Once the harvest was completed,workers at Laurel Valley and elsewhere found their daily routines somewhat relaxed. Unskilled workers went to the fields to clear brush and to clean ditches. Some went in the fields to gather and haul the corn to a crib for feeding the mules. More specialized crews, especially under Barker-Lepine, worked on the railroad, repairing the rolling stock, replacing worn-out tracks and clearing way debris. There were other such as the coopers who made barrels and carpenters who kept up the plantation buildings.

From the beginning of Laurel Valley, the relationship between owners and workers ranged from slavery to contract, to free wage labor. Joseph Tucker used slaves to work his fields. He started with twenty-two that he brought with him from Natchez, but he died years later owning 130. Because he lived on the plantation, he or members of his family no doubt personally supervised the daily work and used drivers chosen from among the slaves to enforce orders. About the only non-slave labor under Tucker's supervision were the skilled workers in the sugar mill such as the sugar maker. After the war his sons relied on many of these former slaves. Although freemen, they signed one-year work contracts which guaranteed them a daily wage as low as 35 cents and as high as $1.00. The number of these workers fluctuated by as many as thirty or forty a month. Some workers demanded higher wages than those for which they had contracted; others simply moved off the plantation. The instability caused Tucker and others to recruit Chinese workers. In 1872 there were twenty-three under contract at Laurel Valley with options for two additional years.

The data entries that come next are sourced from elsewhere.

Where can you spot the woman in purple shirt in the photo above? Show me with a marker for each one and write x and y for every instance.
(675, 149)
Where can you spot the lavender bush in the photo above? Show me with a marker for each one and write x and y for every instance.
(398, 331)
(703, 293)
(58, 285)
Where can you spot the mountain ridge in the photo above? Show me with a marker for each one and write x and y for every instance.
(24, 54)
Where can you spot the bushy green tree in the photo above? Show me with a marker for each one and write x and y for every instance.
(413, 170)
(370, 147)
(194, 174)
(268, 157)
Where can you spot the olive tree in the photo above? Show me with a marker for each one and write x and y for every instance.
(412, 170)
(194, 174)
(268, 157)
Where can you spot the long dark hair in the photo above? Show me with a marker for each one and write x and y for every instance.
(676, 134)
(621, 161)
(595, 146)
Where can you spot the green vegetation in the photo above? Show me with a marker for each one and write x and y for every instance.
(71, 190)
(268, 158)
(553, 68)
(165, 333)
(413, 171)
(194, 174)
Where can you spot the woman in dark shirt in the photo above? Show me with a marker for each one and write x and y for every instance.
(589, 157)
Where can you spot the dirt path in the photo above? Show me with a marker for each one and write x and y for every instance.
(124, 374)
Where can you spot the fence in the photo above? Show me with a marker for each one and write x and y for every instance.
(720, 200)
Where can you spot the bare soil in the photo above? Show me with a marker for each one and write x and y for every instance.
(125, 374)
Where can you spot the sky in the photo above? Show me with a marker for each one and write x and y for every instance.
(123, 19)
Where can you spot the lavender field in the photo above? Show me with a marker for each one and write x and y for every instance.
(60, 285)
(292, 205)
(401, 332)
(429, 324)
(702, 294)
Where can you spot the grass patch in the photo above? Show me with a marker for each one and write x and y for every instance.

Burch Wormald became the first of the post-War owners at Laurel Valley to make a major effort to stabilize the plantation work force. He tore down the slave cabins, reminders of the previous era, and erected twenty-six double Creole frame structures. These new quarters offered workers greatly improved living conditions. Wormald was evidently successful because in the 1880ys more than twenty families were listed as year-round residents on Laurel Valley. Some were former slaves, others descendants of French Acadians who had been pushed back to the brules (high swamp ridges) in the 1820's by the growth of the sugar culture. Plantations like Laurel Valley offered these sons and grandsons of petits habitants the security of stable employment.

Under the partnership of Barker-Lepine, however, most labor problems were overcome. The partnership needed a dependable labor supply if its mill complex was to survive. Between 1897 and 1922, more than thirty-five residential structures were added, including twenty-six "shotgun" buildings for field workers and eight Creole "T" houses for skilled employees. As a result, they attracted over sixty families as permanent residents. During harvests the plantation obtained seasonal laborers from Mississippi through jobbers who received $1.00 to $2.00 a day per worker provided. These workers were housed in three boarding houses maintained by the plantation. The pay of unskilled workers remained fairly constant during the Barker-Lepine years. In the summer, workers received about 85 cents a day and during grinding about $1.25 a day. As could be expected, skilled workers received much more - from $75.00 to $300.00 a month. Over the years the work force remained fairly stable. But after 1926, cut backs in the operations and the depression caused many families to seek employment on other plantation or in nearby cities, especially New Orleans and Baton Rouge. Since that time, machines have taken over so many aspects of cultivation that today only six families live on Laurel Valley. The only time extra labor is needed is when the seed cane must be planted, a task still performed by hand.